At Bletchley Park, Turing used chess as an example of how machine intelligence could be tested against a variety of challenging and clearly defined problems. It is theoretically possible for chess-playing computers to search through all possible moves exhaustively. But in practice, this is impossible due to the enormous number of moves involved. Heuristics are essential for narrowing the scope of a more focused search. In the absence of a computer that could run his chess programme, Turing had to be content with theory. He tried his hand at designing chess programmes. AI programmes had to wait for digital computers with stored programmes before they could be developed.

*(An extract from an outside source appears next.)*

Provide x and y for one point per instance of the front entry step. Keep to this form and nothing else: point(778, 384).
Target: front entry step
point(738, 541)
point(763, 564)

Just over half a century after Turing’s prediction that computers would one day be able to play very good chess. IBM’s Deep Blue defeated the reigning world champion, Garry Kasparov, in a six-game match in 1997. While Turing’s prediction was correct, his expectation that chess programming would help us understand human thought was not. Deep Blue’s 256 parallel processors enabled it to examine 200 million possible moves per second and to look ahead as many as 14 turns of play. This improvement in computer chess since Turing’s day is due to advances in computer engineering rather than advances in AI. Numerous people agree with Noam Chomsky, an expert on language at the Massachusetts Institute of Technology (MIT). Who said that it’s as exciting as an Olympic bulldozer lifting heavyweight beating a chess grandmaster. Read More

The Turing test

In 1950, Turing introduced a practical test for computer intelligence, now known simply as the Turing test, bypassing the traditional debate over the definition of intelligence. A computer, a human interrogator, and a human foil take part in the Turing test. The interrogator tries to figure out which of the other two participants is the computer by asking them questions. The keyboard and display screen are the only means of communication. While the interrogator can ask any and all questions, the computer is free to use every tactic at its disposal in order to compel an incorrect identification.

Are you a computer

The computer might say “No” when asked, “Are you a computer?” or it might give an incorrect answer after a long pause when asked to multiply two large numbers. It is imperative that the foil aid the interrogator incorrectly identifying the subject. Interrogators and foil play by a variety of people, and Turing test proponents claim.  The computer consider as intelligent. If an overwhelming majority of the interrogators are unable to tell it apart from a human being.